$1-\frac{1}{2}+\frac{1}{3}-\frac{1}{4}+\frac{1}{5}-\dots+\frac{1}{1331}=\frac{p}{q}$; is $p$ divisible by $1997$?

Question

if $p,q\in \mathbb{N}$ and

$$1-\frac{1}{2}+\frac{1}{3}-\frac{1}{4}+\frac{1}{5}-\dots+\frac{1}{1331}=\frac{p}{q}$$

why is $p$ divisible by $1997$?

Answer 1

Let $S$ be the LHS. Using $$ 1-\frac{1}{2}+\frac{1}{3}-\cdots-\frac{1}{2n}=\frac{1}{n+1}+\cdots+\frac{1}{2n} $$ (which can be proved by induction), we can deduce that $$ S-\frac{1}{1332}=\frac{1}{667}+\cdots+\frac{1}{1331}+\frac{1}{1332}\\ \implies S=\frac{2}{1332}+\frac{1}{667}+\cdots+\frac{1}{1331}=\frac{1}{666}+\cdots+\frac{1}{1331}. $$ This implies $$ S=1997\left(\frac{1}{666\times 1331}+\frac{1}{667\times 1330}+\cdots+\frac{1}{998\times 999}\right). $$ Let the expression in the parentheses equal to $\frac{a}{b}$ where $a$ and $b$ are positive integers satisfying $a<b$ and $\text{gcd}(a,b)=1$. Then because $1997$ is prime, $b$ isn't divisible by $1997$ (the prime factors of $b$ constitute a subset of the prime factors of $\prod_{j=666}^{1331}j$), so we have $1997a|p$ and $b|q$. The claim follows.

Answer 2

Write $$1-\frac 12+\frac 13- \dots+\frac 1{1331}=\left(1+\frac 12+\frac 13+ \dots +\frac 1{1331}\right)-\left(1+\frac 12+ \dots +\frac 1{665}\right)$$

Using $1=2\cdot \frac 12$, and $ \frac 12=2\cdot \frac 14$, and $ \frac 13=2\cdot \frac 16$ etc to eliminate the negative fractions.

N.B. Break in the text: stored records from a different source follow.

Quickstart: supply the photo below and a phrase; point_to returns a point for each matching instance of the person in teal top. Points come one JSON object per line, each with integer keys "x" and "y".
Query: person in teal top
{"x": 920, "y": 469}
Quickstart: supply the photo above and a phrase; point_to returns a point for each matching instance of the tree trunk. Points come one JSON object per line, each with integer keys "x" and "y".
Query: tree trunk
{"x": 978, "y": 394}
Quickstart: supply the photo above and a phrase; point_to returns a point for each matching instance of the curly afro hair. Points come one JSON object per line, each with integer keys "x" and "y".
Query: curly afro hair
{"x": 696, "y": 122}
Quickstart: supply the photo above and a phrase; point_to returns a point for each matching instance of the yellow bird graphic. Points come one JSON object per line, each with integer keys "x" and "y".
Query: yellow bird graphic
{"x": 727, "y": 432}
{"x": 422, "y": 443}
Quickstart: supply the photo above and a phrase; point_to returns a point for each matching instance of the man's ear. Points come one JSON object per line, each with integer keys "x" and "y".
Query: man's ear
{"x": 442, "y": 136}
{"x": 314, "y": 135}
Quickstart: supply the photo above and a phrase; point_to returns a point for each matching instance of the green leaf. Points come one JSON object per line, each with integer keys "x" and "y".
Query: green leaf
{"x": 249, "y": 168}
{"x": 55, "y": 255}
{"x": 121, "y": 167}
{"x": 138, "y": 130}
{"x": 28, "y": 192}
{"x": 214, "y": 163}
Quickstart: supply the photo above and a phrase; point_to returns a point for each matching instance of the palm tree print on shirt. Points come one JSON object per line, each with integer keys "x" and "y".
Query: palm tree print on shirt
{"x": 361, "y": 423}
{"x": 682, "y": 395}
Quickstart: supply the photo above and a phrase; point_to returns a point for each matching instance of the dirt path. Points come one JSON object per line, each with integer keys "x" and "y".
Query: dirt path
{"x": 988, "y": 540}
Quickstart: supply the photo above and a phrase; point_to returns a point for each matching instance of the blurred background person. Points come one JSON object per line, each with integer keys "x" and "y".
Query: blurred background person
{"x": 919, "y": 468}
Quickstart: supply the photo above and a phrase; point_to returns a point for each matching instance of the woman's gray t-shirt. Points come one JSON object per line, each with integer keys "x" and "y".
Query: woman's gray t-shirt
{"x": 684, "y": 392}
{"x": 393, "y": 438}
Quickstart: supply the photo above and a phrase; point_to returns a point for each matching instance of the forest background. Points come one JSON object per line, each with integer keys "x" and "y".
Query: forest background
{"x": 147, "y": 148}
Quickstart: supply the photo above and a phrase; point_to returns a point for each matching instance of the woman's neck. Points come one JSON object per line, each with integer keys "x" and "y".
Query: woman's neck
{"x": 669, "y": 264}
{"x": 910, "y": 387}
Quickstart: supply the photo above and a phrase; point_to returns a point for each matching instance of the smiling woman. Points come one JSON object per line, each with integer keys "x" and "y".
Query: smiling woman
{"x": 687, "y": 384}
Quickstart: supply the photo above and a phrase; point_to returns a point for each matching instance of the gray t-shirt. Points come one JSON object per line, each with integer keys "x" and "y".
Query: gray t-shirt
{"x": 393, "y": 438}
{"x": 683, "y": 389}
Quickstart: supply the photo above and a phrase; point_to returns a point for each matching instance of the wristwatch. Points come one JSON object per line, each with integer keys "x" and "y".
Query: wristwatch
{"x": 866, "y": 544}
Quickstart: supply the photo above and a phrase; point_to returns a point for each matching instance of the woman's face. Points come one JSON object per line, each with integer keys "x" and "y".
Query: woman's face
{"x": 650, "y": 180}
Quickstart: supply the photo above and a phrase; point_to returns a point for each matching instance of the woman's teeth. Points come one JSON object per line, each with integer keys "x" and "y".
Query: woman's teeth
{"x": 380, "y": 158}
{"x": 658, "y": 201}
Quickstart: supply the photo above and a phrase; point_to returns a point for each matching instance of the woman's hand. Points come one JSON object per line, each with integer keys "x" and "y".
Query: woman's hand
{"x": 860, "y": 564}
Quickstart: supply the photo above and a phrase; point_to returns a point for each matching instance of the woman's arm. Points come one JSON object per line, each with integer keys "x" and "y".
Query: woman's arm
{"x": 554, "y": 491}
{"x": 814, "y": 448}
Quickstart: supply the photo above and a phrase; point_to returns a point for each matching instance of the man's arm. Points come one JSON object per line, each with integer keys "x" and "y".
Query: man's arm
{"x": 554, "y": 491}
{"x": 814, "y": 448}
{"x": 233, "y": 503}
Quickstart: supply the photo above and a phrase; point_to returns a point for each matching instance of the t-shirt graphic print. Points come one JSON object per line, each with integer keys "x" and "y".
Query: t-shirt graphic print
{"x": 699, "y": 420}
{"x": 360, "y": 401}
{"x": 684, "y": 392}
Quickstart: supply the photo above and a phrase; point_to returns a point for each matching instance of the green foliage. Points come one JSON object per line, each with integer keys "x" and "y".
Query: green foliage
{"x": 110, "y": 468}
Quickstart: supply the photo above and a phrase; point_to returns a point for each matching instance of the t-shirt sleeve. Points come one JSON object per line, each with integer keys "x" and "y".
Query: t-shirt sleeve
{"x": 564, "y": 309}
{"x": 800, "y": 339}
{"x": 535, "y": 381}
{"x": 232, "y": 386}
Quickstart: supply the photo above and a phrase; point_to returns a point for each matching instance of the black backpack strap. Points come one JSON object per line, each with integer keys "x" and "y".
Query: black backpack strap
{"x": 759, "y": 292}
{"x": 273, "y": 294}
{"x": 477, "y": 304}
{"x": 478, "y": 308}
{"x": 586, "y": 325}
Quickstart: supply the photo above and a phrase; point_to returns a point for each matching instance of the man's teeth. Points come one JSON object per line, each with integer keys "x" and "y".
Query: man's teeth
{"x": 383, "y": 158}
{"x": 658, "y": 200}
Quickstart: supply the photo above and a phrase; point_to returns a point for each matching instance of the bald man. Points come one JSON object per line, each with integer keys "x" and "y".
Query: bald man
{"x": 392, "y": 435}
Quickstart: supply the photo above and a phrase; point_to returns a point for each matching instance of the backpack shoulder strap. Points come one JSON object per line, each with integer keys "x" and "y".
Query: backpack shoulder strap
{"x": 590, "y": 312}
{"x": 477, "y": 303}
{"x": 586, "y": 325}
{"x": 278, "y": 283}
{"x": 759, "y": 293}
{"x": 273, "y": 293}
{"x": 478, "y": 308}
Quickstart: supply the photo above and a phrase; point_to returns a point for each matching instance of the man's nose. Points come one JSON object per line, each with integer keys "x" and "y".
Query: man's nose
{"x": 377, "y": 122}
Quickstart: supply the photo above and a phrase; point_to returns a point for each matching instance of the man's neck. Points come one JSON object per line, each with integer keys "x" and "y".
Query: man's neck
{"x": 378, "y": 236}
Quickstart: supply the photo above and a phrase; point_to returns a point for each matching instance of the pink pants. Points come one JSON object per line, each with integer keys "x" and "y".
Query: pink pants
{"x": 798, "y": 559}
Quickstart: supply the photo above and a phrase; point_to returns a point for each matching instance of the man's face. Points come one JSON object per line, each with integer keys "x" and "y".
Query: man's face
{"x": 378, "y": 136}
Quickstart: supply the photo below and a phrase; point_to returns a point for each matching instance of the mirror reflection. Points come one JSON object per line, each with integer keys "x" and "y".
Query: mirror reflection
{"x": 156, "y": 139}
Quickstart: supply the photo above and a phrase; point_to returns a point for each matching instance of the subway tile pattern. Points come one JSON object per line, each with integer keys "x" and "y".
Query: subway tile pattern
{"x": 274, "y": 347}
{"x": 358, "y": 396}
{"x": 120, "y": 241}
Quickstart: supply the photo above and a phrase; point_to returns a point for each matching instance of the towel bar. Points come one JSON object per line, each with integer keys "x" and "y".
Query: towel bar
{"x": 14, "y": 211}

Then the sum becomes $$\frac 1{666}+\frac 1{667}+\dots +\frac 1{1331}$$

Now note that $\cfrac 1{n}+\cfrac 1{N-n}=\cfrac N{n(N-n)}$ and apply to $1997=666+1331=667+1330= \dots = 998+999$

Finally $1997$ is a prime, and all the factors in the denominators are $\lt 1997$, so there is no factor which will cancel the $1997$ in the numerator.